With tears running down his cheeks, he embraced Josef, and Beth heard him murmur, “I am so very proud to call you my son, Josef Buch. Your courage and, yes, your patriotism put me to shame.”
The two men stepped apart as the presiding judge’s clerk entered the courtroom and called for court to resume. Herr Buch returned to his place next to his wife as the lawyer sitting with them indicated that Beth and Josef should stand and face the judge.
“Josef Buch, I hereby sentence you to be stripped of your rank and citizenship and all privileges attendant to that and to spend the rest of your natural life imprisoned at SS-Sonderkommando Sobibor.”
Behind them Beth heard Frau Buch break down in sobs—whether relief that her son’s life had been saved or despair that he would spend the rest of his days in prison, Beth could not have said.
“Frau Elizabeth Buch,” the judge said in a singsong teasing way that made her blood run cold. “You may or may not know that a countrywoman of yours was convicted as a spy recently and hanged.” He deliberately paused to take a long drink of water. “Still your plea that you should share in your husband’s fate has moved me. Therefore, I sentence you to spend your life in SS-Sonderkommando Sobibor as well.”

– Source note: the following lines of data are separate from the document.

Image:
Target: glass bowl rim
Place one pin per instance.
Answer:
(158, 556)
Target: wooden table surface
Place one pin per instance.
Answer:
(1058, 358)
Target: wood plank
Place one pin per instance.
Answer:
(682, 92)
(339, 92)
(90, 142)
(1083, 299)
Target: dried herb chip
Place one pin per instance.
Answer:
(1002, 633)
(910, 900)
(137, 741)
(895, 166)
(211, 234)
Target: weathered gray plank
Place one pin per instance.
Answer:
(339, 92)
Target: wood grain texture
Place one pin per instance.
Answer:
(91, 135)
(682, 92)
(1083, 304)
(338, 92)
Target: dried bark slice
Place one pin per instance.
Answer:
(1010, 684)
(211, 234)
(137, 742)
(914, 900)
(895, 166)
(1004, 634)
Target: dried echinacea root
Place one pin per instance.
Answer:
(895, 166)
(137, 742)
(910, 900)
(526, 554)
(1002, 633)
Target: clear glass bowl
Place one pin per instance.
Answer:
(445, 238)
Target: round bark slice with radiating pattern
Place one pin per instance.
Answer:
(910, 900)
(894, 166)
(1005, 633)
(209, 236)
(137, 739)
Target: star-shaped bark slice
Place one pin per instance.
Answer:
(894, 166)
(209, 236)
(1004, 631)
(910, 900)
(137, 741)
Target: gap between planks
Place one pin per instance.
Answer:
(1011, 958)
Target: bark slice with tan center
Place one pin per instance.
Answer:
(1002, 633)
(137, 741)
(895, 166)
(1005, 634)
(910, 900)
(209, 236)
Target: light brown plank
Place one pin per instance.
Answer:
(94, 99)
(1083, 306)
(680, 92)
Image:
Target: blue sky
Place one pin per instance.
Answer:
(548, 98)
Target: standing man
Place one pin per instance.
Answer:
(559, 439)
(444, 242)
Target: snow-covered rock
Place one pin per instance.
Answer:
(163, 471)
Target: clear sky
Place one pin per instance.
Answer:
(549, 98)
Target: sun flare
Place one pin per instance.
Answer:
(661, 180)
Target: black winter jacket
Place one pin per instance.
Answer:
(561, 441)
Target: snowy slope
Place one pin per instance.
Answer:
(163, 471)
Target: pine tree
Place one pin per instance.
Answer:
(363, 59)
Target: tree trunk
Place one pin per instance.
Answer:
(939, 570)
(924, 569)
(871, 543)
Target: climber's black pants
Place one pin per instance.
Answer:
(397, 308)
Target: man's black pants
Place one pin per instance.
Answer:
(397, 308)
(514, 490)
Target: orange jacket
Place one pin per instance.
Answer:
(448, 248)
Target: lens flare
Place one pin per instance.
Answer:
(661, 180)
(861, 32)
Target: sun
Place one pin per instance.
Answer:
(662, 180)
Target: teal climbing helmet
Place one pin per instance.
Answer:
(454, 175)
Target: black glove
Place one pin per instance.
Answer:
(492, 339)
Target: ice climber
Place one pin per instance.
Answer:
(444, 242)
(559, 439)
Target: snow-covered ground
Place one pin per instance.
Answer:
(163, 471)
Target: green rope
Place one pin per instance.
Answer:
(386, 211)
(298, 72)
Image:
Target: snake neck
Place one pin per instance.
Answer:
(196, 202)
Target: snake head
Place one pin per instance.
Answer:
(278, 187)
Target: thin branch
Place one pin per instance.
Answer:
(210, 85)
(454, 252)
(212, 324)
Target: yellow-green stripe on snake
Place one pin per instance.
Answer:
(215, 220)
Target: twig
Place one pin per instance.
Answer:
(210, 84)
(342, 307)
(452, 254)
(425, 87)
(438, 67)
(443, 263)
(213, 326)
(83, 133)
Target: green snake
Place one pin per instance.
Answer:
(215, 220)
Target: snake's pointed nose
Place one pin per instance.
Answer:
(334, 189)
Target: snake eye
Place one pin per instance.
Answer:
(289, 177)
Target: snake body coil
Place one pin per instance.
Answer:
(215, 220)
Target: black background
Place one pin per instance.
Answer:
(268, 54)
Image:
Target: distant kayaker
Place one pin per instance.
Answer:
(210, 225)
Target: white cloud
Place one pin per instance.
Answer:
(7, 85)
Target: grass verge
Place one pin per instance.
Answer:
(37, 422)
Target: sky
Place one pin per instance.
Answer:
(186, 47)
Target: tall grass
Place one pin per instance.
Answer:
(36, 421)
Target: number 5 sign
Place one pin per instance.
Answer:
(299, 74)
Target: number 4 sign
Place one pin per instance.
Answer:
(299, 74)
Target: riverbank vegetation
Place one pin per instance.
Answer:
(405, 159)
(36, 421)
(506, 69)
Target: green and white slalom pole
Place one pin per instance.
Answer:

“Thank you,” Beth blurted and immediately realized how foolish that must sound.
The judge looked down at her, and a hint of sadness colored his gaze. “Oh, do not thank me. In time you may both well wish that I had given you the easier way out—that I had sentenced you to die.”
PART 3
SOBIBOR, POLAND
FEBRUARY—DECEMBER 1943
CHAPTER 19
The trip from Munich across much of Poland seemed endless and still was over far too soon. The judge had ordered them transported by truck rather than train because the trip would take less time. Beth had heard Josef’s father say that the judge was having second thoughts about his unorthodox decision and wanted to get them to their assigned prison as soon as possible. Trains routinely were sidetracked for hours or even days while troop trains took precedence.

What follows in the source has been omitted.